Unfortunately Uber is only really downtown, and there’s no UberX… but it’s worth getting an XL! Really. And both airports have direct airport buses that go straight to Taksim Square (where the IC and GH is) very frequently. Avoid the taxis!
Ankara is the capital of Turkey, for whatever reason. It has a beautiful restored old town, which lasts a few blogs. And the mausoleum of Atatürk. Beyond those two things, it was pretty boring. Not gonna lie, I’d skip that.
Goreme / Cappadocia
Now when you see pictures of the caves and the “chimney tower” thingys in Cappadocia, you think to yourself “I’ve got to go see those things while I’m in Goreme”. The reality is that the entire area is filled with these towers. Everywhere you look. In town, outside of town, hiking through a canyon.
I have a friend who went to Cappadocia and he ended up camping out of a cave. At the time I thought it was a little extreme, but after a few hikes where you see hundreds of caves, many of which are clean and spacious, I understood that Kevin wasn’t extreme at all. It was really just camping.
And from Goreme, we could actually hike everywhere.
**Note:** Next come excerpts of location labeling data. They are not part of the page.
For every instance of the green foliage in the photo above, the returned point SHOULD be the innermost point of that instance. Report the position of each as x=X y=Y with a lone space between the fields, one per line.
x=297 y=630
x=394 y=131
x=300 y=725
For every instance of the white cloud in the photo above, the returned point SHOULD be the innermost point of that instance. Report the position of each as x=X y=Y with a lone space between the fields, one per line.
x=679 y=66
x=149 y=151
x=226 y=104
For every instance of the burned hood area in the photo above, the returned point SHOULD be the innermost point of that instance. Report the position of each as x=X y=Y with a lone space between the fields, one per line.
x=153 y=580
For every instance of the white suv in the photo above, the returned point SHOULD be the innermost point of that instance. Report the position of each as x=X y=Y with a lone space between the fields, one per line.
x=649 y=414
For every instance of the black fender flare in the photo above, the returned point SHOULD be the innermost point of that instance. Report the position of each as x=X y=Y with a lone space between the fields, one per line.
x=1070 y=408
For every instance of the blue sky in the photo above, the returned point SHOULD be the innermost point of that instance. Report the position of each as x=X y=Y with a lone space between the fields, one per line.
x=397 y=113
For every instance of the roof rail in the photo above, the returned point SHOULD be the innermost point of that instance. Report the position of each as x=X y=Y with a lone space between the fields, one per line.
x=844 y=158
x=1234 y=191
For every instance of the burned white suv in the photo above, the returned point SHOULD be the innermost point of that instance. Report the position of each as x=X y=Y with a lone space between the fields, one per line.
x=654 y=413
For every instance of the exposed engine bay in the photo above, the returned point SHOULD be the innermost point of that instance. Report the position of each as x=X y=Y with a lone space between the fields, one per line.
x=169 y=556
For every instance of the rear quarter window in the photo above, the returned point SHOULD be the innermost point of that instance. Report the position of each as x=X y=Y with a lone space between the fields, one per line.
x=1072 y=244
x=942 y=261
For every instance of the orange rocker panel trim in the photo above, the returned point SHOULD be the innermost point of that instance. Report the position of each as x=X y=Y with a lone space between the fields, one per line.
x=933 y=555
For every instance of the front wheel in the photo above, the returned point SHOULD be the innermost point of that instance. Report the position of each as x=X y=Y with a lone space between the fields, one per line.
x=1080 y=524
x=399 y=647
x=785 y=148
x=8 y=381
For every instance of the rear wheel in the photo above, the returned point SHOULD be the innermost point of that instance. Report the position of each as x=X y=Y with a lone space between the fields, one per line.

Some were pretty long hikes, but you could really get anywhere in the national park and back. At first I assumed we’d need a car or even buses… but after one hike, you realize everything in the park isn’t that far. And Goreme is in the center of it all.
Great hiking in a very unique place.
Bulgaria is probably one of my favorite countries that we’ve been to in the last couple months. Bosnia and Herzegovina is still probably my favorite, but Bulgaria a close second.
In both countries though, there are a lot of places I could have seen. I liked Bulgaria a little more, but the number of things to see in Turkey is endless. It gets far more farflung in the east, a big contrast to the crowds I was swimming through in Istanbul. And again, in neither country did we focus on the beautiful coasts. I hear very good things about Bulgaria’s coast.
Still, the favorite site was Goreme. In terms of ideal moments or a picturesque scenery, Goreme was amazing. Even just checking out of the hotel and hiking to kill time (flight was at 10pm) and sitting under a cave overlooking the town and canyons… twas priceless.
If I was to return, I’d probably see eastern Turkey or the coast of Bulgaria. Although, really if I’m in the area next I’ll probably check out Macedonia and Albania.